The same aerial photograph of a stretch of the Yamuna riverbank near Kalindi Kunj has appeared in at least four separate government-adjacent social media posts over the past 18 months, each time attached to a different cleanup announcement and a different claimed date. The image itself has never changed. The river in it almost certainly has.
This is Delhi's duplicate image problem — and it is far more consequential than a bureaucratic oversight. As the city grapples with a pollution emergency that has seen air quality index readings breach 400 micrograms per cubic metre in winters past, and as political battles between the AAP government and the BJP-led central administration increasingly play out on social media, the recycling of photographs to illustrate public works and civic progress has become a tool that quietly corrodes public trust. Residents trying to assess whether the Yamuna is actually cleaner, whether a new Metro station is genuinely under construction, or whether a heritage building in Shahjahanabad has been repaired or demolished, are working with an unreliable visual record.

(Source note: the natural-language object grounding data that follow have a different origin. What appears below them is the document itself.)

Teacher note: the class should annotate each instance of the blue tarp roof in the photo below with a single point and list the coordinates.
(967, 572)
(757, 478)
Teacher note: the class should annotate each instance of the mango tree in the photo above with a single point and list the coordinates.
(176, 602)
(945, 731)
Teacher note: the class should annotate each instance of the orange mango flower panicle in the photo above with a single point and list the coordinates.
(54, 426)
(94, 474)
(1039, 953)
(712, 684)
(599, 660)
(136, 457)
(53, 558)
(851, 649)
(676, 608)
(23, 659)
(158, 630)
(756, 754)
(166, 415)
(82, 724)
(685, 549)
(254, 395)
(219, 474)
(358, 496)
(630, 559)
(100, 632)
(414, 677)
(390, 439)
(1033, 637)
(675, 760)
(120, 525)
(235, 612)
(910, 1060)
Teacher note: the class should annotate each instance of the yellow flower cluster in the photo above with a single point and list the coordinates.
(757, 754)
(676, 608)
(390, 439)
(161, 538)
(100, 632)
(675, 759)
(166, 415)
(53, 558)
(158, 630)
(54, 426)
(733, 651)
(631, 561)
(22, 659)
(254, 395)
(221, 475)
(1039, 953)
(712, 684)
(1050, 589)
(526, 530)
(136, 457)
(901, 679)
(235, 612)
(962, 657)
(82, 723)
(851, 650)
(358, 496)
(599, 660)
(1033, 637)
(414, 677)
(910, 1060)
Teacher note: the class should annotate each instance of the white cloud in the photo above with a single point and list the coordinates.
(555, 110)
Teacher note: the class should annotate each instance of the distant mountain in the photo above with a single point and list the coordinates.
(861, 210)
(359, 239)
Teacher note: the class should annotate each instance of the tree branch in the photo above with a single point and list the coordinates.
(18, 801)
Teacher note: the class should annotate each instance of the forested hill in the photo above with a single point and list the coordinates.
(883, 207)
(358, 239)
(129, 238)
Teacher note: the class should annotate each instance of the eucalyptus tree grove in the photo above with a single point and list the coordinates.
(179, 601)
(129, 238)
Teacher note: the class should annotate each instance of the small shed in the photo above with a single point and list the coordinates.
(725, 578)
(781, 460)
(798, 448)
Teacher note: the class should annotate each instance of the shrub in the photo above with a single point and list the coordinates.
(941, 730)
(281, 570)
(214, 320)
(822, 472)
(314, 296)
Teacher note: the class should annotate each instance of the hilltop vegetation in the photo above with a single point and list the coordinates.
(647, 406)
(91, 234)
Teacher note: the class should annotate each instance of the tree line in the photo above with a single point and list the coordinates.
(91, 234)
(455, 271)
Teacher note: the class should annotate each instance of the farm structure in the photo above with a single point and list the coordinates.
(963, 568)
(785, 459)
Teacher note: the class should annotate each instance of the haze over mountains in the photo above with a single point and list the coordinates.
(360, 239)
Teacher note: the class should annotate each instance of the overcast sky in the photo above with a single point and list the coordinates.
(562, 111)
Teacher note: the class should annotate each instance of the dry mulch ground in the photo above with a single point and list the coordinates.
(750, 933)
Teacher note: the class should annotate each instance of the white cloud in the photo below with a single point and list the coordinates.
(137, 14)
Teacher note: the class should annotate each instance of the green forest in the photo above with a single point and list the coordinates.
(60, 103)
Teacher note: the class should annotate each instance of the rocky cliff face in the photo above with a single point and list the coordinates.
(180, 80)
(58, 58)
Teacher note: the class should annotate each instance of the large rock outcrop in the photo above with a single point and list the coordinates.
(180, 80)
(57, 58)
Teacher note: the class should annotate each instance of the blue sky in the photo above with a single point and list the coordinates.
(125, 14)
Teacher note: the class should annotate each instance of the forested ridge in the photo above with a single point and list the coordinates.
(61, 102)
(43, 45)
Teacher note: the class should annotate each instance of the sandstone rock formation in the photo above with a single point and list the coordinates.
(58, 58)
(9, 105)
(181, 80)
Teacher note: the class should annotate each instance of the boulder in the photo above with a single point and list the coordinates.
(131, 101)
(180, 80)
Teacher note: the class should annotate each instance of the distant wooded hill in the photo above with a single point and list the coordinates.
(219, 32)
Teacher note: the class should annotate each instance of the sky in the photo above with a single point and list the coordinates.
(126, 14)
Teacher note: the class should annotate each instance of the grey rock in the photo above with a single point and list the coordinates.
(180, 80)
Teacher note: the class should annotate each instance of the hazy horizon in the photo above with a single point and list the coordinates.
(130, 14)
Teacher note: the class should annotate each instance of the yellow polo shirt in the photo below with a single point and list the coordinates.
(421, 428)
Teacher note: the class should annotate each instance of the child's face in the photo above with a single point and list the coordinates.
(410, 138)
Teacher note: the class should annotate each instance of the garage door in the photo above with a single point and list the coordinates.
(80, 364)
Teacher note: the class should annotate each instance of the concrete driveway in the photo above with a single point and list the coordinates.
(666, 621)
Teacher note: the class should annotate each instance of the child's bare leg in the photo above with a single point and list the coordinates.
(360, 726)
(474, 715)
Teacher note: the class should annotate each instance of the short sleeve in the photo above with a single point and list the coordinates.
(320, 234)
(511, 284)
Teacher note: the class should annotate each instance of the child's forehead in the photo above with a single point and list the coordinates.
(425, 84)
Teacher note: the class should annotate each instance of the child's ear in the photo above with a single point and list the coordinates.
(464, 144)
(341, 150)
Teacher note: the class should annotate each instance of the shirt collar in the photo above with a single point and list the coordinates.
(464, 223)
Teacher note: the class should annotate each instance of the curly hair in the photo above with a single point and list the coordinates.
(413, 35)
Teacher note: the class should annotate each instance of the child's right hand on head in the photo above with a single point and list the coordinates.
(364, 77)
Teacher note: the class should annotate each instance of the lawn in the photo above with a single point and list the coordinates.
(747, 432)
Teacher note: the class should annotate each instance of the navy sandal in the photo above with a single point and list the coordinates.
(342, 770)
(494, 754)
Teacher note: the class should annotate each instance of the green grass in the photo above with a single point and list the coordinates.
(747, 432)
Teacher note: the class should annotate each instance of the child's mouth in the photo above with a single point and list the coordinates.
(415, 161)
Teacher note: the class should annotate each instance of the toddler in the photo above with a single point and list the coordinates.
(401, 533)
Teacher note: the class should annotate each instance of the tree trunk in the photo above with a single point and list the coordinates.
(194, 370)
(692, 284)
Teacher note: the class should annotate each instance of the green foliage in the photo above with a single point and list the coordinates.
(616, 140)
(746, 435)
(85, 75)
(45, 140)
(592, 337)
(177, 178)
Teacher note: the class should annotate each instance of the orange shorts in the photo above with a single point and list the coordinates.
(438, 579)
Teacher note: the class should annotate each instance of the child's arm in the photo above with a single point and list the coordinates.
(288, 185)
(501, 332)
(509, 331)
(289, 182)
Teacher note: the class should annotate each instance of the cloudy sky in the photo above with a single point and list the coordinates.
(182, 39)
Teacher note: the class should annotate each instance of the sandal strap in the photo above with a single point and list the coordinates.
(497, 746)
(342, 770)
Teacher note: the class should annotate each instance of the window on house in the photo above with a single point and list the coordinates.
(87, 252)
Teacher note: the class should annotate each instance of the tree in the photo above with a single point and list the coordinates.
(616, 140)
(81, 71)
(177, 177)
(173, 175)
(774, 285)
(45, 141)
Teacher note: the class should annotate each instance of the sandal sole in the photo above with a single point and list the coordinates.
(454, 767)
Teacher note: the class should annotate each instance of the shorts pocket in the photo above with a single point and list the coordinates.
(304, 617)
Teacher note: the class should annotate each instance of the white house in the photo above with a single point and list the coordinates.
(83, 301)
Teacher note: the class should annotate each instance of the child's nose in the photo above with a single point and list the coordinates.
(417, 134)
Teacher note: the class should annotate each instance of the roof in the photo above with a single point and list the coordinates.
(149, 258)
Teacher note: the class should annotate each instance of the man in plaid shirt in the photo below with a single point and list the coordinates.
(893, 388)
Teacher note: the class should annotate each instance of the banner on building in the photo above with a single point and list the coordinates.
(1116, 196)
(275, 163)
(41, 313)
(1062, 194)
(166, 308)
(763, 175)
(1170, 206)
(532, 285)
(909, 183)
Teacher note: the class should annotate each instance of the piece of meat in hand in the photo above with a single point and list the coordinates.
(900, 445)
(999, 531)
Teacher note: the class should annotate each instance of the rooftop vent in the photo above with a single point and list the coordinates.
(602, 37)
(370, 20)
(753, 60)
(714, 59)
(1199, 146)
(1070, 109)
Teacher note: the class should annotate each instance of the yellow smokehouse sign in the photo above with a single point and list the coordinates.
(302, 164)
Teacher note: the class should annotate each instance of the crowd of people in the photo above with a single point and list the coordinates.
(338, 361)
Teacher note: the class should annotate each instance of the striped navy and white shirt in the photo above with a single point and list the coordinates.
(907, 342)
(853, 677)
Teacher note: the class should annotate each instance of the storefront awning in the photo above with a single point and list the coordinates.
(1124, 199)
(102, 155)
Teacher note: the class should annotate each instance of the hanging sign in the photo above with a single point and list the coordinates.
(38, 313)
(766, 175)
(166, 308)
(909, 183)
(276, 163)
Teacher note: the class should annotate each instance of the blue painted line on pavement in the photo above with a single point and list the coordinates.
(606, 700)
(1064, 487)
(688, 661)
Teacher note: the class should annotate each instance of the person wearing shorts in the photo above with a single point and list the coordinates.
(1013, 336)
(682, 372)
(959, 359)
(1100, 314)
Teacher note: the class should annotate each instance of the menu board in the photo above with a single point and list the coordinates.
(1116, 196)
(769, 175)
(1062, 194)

Where the Problem Shows Up Most Sharply
The issue clusters around a handful of pressure points in the city's political life. Delhi Metro Phase 4, the long-delayed expansion that includes corridors through Janakpuri West and Tughlakabad, has generated a steady stream of progress announcements since work resumed in earnest. Some images circulated alongside those announcements have been traced by independent fact-checkers to construction sites from Phase 3 work completed years earlier. The Delhi Metro Rail Corporation, which operates under joint ownership of the Delhi government and the Union government, has not published a centralised visual archive with datestamps that residents can cross-reference.
The Yamuna cleanup story is older and more politically loaded. The river's condition near Okhla Barrage and the ghats at Nigambodh has been a flashpoint between the AAP administration and BJP since at least 2020, with both sides releasing images to support competing narratives. Without metadata verification or independent photographic documentation, residents in colonies along the eastern bank — including areas of Patparganj and Mayur Vihar — have no reliable way to assess improvement claims.
Old Delhi compounds the problem. The heritage zone around Chandni Chowk, where a major streetscape redevelopment was completed in 2021 at a reported cost of roughly Rs 100 crore, continues to generate duplicated before-and-after imagery that circulates on WhatsApp groups serving tens of thousands of residents of neighbourhoods like Ballimaran and Khari Baoli. Some of those images predate the redevelopment entirely.
What Residents Can Do — and What Institutions Should
The practical burden should not fall on individual citizens, but until institutional standards improve, a few tools exist. Google's reverse image search, available free via any browser, takes under 30 seconds and will surface earlier appearances of any photograph. The Databaazi project, run by Delhi-based researchers focused on data transparency in Indian governance, has published guides in Hindi and English on verifying civic imagery. Residents' welfare associations in areas like Dwarka Sector 12 and Rohini have begun circulating these guides through neighbourhood networks.
The larger fix requires policy. The Right to Information Act, 1985 — amended most recently in 2019 — gives residents the legal right to request source documents, including original image files with metadata, from government departments. An RTI application filed with the Delhi Jal Board or the Public Works Department asking for dated photographic evidence of any specific project is legally required to receive a response within 30 days. Few residents know this applies to image files as well as written records.
The Press Council of India, based in New Delhi, has guidelines on image verification for registered publications, but those standards do not bind government communications teams or the social media handles of political parties. A proposal to extend basic provenance requirements to official government digital communications has been raised in civic forums but has not advanced to formal legislation.
The next scheduled review of Delhi's air quality action plan falls in October 2026, ahead of the winter smog season. If the visual documentation supporting that review recycles old images, residents will once again be asked to evaluate policy on evidence no one has verified.